At the heart of this former British colony is Hong Kong Island, whose northern rim is lined with skyscrapers in the district, called Central.
Just across Victoria Harbour is Kowloon, the southernmost part of the New Territories.
The classic experience of Hong Kong is, and always has been, a crossing of Victoria Harbour on one of the Star ferries, brave little craft that have been ploughing this short route, back and forth, night and day, for a hundred years…a timeless experience. The ship sails, regular passengers reverse their wooden seat backs with a familiar clatter to catch the cooler breeze, and there is a ringing of bells and shouting of seamen that might sound as if it came directly from the China seas of antiquity. Look around you, though, and you will discover that really this is a voyage of perpetual change. As always the harbour seems to be jammed with a thousand vessels, but they range from the most ravaged and antique of sampans to container ships so futuristic that they scarcely look like ships at all.

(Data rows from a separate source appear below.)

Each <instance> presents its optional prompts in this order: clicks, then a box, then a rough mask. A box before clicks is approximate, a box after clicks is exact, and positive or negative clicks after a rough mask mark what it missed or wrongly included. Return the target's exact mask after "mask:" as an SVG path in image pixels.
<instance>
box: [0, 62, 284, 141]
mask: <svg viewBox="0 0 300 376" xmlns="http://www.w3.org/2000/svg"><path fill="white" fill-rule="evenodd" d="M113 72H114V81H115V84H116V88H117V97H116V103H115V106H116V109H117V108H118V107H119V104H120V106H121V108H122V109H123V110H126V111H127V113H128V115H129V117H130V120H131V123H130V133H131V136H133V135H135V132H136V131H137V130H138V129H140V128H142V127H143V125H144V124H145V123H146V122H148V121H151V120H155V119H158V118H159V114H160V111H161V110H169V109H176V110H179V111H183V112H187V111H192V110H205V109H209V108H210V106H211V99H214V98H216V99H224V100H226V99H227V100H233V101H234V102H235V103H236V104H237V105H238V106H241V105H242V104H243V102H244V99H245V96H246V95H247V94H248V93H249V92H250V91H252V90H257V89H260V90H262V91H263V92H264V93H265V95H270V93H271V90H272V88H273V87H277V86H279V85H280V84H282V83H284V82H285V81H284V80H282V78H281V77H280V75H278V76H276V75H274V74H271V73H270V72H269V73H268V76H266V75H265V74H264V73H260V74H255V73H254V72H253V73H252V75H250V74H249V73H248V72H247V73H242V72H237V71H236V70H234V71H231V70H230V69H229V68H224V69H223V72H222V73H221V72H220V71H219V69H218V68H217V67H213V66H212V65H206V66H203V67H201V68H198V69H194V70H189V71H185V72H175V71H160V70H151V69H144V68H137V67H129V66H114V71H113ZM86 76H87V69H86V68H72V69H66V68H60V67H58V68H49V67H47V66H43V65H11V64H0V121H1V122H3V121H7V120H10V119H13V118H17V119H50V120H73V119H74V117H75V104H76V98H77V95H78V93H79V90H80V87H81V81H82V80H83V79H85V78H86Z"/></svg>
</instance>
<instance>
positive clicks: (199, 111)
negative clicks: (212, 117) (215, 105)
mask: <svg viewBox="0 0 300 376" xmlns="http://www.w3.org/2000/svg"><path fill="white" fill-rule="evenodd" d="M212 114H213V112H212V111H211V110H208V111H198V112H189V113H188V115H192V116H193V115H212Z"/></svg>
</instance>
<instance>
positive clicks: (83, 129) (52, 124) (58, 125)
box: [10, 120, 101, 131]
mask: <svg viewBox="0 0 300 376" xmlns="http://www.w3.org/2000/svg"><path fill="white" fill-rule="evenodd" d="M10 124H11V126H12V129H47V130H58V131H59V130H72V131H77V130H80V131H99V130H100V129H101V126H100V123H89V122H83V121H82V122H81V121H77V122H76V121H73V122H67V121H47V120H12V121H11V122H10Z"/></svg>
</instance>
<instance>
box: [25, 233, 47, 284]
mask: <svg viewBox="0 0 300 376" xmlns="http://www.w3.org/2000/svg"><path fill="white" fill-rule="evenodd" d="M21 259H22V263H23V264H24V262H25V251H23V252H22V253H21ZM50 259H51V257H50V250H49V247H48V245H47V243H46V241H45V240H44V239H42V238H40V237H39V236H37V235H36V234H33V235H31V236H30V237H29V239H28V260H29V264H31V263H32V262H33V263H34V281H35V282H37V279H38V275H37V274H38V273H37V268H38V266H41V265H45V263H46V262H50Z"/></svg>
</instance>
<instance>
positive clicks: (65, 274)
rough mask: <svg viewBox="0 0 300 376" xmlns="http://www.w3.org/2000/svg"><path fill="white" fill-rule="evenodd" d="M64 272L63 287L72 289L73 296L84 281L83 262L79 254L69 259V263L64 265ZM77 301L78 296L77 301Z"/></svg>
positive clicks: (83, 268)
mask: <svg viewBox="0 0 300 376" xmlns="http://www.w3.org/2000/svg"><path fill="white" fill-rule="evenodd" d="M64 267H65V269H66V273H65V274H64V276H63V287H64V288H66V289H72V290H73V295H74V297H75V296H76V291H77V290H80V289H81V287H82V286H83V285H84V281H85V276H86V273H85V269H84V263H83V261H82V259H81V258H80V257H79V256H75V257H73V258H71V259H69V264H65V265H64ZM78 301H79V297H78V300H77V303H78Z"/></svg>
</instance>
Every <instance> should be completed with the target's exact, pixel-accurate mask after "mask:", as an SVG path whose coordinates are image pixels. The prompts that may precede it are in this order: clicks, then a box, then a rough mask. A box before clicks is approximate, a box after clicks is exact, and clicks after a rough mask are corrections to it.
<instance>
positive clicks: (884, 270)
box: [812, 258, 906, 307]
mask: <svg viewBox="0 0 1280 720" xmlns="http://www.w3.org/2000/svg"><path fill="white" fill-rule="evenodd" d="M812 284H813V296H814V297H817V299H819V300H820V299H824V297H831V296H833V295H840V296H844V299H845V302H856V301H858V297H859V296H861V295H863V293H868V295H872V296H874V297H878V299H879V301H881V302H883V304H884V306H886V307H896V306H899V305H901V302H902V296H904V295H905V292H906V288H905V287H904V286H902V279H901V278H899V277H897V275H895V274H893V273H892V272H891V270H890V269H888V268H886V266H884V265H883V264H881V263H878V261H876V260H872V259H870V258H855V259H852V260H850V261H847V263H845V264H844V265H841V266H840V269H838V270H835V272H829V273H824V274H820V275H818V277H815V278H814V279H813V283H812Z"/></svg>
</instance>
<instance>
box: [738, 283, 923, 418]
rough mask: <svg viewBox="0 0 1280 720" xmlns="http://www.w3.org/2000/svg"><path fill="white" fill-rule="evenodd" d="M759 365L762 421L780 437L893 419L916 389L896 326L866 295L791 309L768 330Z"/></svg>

The skyline of the harbour is sure to be cluttered with construction cranes, and its buildings are a dizzy ensemble of styles, tastes, and ages—vast, showy skyscrapers, drab old tenement blocks, structures clad in gold or silver, massed slabs of concrete and red brick and steel, the whole orchestrated by the inescapable thumping of steam-hammers and violently expressing the power of materialist progress.